For NYC smokers, $13 pack proposed

New York City Mayor Bill de Blasio and the City Council have proposed raising the minimum price of pack of cigarettes to $13, reducing the number of tobacco retailers and banning the sale of tobacco products at more than 550 pharmacies.

The city legislative package is projected to reduce the number of smokers in the most populous U.S. city by 160,000 over the next three years. Tobacco kills an estimated 12,000 people annually in New York City.

“When it comes to New Yorker’s health, big tobacco is public enemy #1,” de Blasio said in a news release. “We can no longer sit by while the next generation becomes addicted.”

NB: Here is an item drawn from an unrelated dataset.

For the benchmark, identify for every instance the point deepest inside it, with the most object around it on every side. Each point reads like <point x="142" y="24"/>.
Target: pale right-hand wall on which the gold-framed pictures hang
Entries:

De Blasio, a Democrat running for re-election in November, is following the lead of his predecessor, Mayor Michael Bloomberg, who raised tobacco taxes and banned smoking in public places, an effort to improve public health that was adopted by municipalities across the U.S. Bloomberg, an independent, is founder and majority owner of Bloomberg News parent Bloomberg LP.

If adopted, the legislative package, which also caps the number of e-cigarette retailers and requires apartment buildings to adopt and disclose smoking policies, may curb returns on about $1.5 billion of bonds issued by New York City repaid with payments from tobacco companies under a 1998 settlement. Settlement payments are based on cigarette shipments.

Raising the minimum price of cigarettes to $13 from $10.50 per pack may lead to a 6.4 percent decline in adult cigarette smoking, according to de Blasio. Altria Group, which sells Marlboro brand cigarettes in the U.S., reported on Feb.1 that its domestic shipment volume declined about 3.5 percent in 2016, in line with its competitors.